それぞれのカーブは以下のパラメータで描いています。
青ライン:相加平均=約2%、標準偏差=0%
赤ライン:相加平均=0%、標準偏差=20%
緑ライン:相加平均=-0.5%、標準偏差=0%
黒ライン:青ライン×赤ライン×緑ライン
インデックス投資における配当成分(相加平均リターン)を青色、変動によるロス成分(消失リターン)を赤色(マゼンタ)、信託報酬に代表される費用成分(マイナスの配当)を緑色で分離したものです。

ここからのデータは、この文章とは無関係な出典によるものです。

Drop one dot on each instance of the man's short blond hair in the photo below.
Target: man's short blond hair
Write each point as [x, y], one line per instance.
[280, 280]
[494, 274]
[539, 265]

それらをマージした黒色がインデックス投資の総合的なアウトプットと考えています。
つまり、配当によって指数関数的に資産が上昇しても、市場変動によって相殺され、さらにコストが追い討ちをかけてしまうことを表現しています(ギザギザの下限と費用成分が重なっているのは配当と変動を略同等にしているからで、パラメータ次第で必ずしも一致するものではありません)。
上図を1グラフ1ラインとして改めて描き直してみます。
【①配当成分】
【②変動成分】
【③費用成分】
掛け合わせると
【④インデックス投資成分】
さらに「Second」と同様に期待値とシグマを改善させた場合にインデックス投資のアウトプットがどのように変化するかをパラメータを振って確認しておきたいと思います。
【B:相加平均を改善させる】
青ライン:相加平均=3%、標準偏差=0%
赤ライン:相加平均=0%、標準偏差=20%
緑ライン:相加平均=-0.5%、標準偏差=0%
【C:標準偏差を改善させる】
青ライン:相加平均=約2%、標準偏差=0%
赤ライン:相加平均=0%、標準偏差=15%
緑ライン:相加平均=-0.5%、標準偏差=0%
【D:相加平均と標準偏差を改善させる】
青ライン:相加平均=3%、標準偏差=0%
赤ライン:相加平均=0%、標準偏差=15%
緑ライン:相加平均=-0.5%、標準偏差=0%
【考察】
このように要素成分に妥当な数値を仮定すると、インデックス投資は「マイナスサムゲーム」であることがわかります。インデックス投資にとっては都合のわるい数学的帰結であり、非効率な市場にフリーライドしているだけではジリ貧になる懸念があることを示していると思われます。個人的にはそれを統計的に改善していくインデックスファンドを望んでいます。
時価加重はおそらくミニマムの費用で市場平均が取れると思われます。しかしその市場平均の定量的な性質は不問。むしろ配当に対して無作為かつ無用な市場変動そのままなので効率は悪いと考えられます。
コストはインデックス投資を構成する複数の要素の一つに過ぎない。コストを重視する市場平均運用ならパッシブ投資、定量解析によりコストを含めた複数要素を体系的に進化させていく運用をインデックス投資と定義するのがよいと考えます。
※充分にシグマをサチらせたオリジナルインデックス運用を実施できるならこの費用成分を失くすことは可能(継続的な複利ではないオフセット的な費用は必要。また配当課税ロス成分が新たに乗ってくるか)。
【まとめ】
コストを減らすことも重要ですが、それだけではなく変動を抑える、配当を高めるといった他の手段を駆使してバランス良く効率化を果たすことが、インデックス投資が進化するための一つのありようなのではないかと考えています。